2023 Tálknafjarðarhreppur–Vesturbyggð municipal merger referendum
| 20 October 2023 |

Results
| Choice | Votes | % |
| Yes | 503 | 85.84% |
| No | 78 | 13.31% |
| Blank votes | 5 | 0.85% |
| Valid votes | 586 | 99.83% |
| Invalid votes | 1 | 0.17% |
| Total votes | 587 | 100.00% |

= 2023 Tálknafjarðarhreppur–Vesturbyggð municipal merger referendum =

Referendum on the unification of two Icelandic municipalities

The Tálknafjarðarhreppur–Vesturbyggð municipal merger referendum was a proposed unification of the Icelandic municipalities of Tálknafjarðarhreppur and Vesturbyggð. The vote was held in both municipalities on 20 October 2023, and succeeded, with over 85% of the vote being in favor.

== Background ==
During the summer of 2022, the two municipalities' local councils began an informal conversation on the matter. In early 2023, the joint task force proposed to the two local governments that formal merger negotiations should begin.

The goals of the merger were to strengthen administration, improve services, and further their ability to achieve results in regional development, economic growth, and transportation infrastructure.

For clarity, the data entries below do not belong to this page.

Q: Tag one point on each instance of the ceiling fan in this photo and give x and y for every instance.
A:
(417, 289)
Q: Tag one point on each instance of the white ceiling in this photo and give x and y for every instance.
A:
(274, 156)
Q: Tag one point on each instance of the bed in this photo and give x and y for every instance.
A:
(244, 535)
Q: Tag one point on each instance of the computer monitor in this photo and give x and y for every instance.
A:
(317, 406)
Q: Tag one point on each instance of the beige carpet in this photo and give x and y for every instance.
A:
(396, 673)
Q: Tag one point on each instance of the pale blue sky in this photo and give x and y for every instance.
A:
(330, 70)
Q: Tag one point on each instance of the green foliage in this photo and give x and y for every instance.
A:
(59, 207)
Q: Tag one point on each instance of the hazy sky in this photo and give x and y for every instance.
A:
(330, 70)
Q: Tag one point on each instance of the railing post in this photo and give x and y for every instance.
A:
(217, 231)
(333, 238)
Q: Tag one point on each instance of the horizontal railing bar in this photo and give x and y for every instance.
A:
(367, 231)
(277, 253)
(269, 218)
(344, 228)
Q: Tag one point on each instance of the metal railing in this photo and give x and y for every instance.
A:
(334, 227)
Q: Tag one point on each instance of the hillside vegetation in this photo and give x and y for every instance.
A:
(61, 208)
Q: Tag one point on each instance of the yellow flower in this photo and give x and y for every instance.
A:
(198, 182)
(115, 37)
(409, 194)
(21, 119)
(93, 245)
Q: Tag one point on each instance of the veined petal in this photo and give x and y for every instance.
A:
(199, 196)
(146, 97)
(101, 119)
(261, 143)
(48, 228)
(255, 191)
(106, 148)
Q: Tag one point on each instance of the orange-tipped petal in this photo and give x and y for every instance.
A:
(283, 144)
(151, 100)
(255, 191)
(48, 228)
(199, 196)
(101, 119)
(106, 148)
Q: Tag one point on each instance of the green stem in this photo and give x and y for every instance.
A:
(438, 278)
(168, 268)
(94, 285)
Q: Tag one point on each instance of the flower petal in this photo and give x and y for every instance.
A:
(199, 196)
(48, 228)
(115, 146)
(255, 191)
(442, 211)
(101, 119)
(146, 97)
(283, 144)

In the referendum, 16 and 17 year olds, along with those who were older than that, were allowed to vote. The merger required a majority of votes cast in each municipality to be in favor in order for the measure to succeed.

== Viewpoints ==
Vesturbyggð mayor Vesturbyggð Þórdís Sif Sigurðardóttir: "This will be discussed by both local administrations next week. And I think it is very likely, based on the composition of the project board and the tone of the conversations so far, that the proposal will be accepted by both municipalities. My feeling is that there is a better chance now than before that there will be a positive outcome."

Tálknafjörður mayor Ólafur Þór Ólafsson: "From what I hear, there is more desire than not for a merger. It’s greatly in the interests for this part of the Westfjords as they develop in the future. These are two municipalities in an area with very similar interests. There is already a lot of cooperation, of the kind that means this would be a much easier merger than perhaps elsewhere."

== Results ==
In Tálknafjarðarhreppur, 139 people voted yes, 5 voted no, and 1 individual's ballot was blank. In Vesturbyggð, there were 364 votes in favor, 73 opposed, 4 blank ballots, and 1 invalid ballot. Of the 201 people on the electoral roll in Tálknafjarðarhreppur, 145 votes were cast, and in Vesturbyggð, of the 804 registered voters, 442 votes were cast.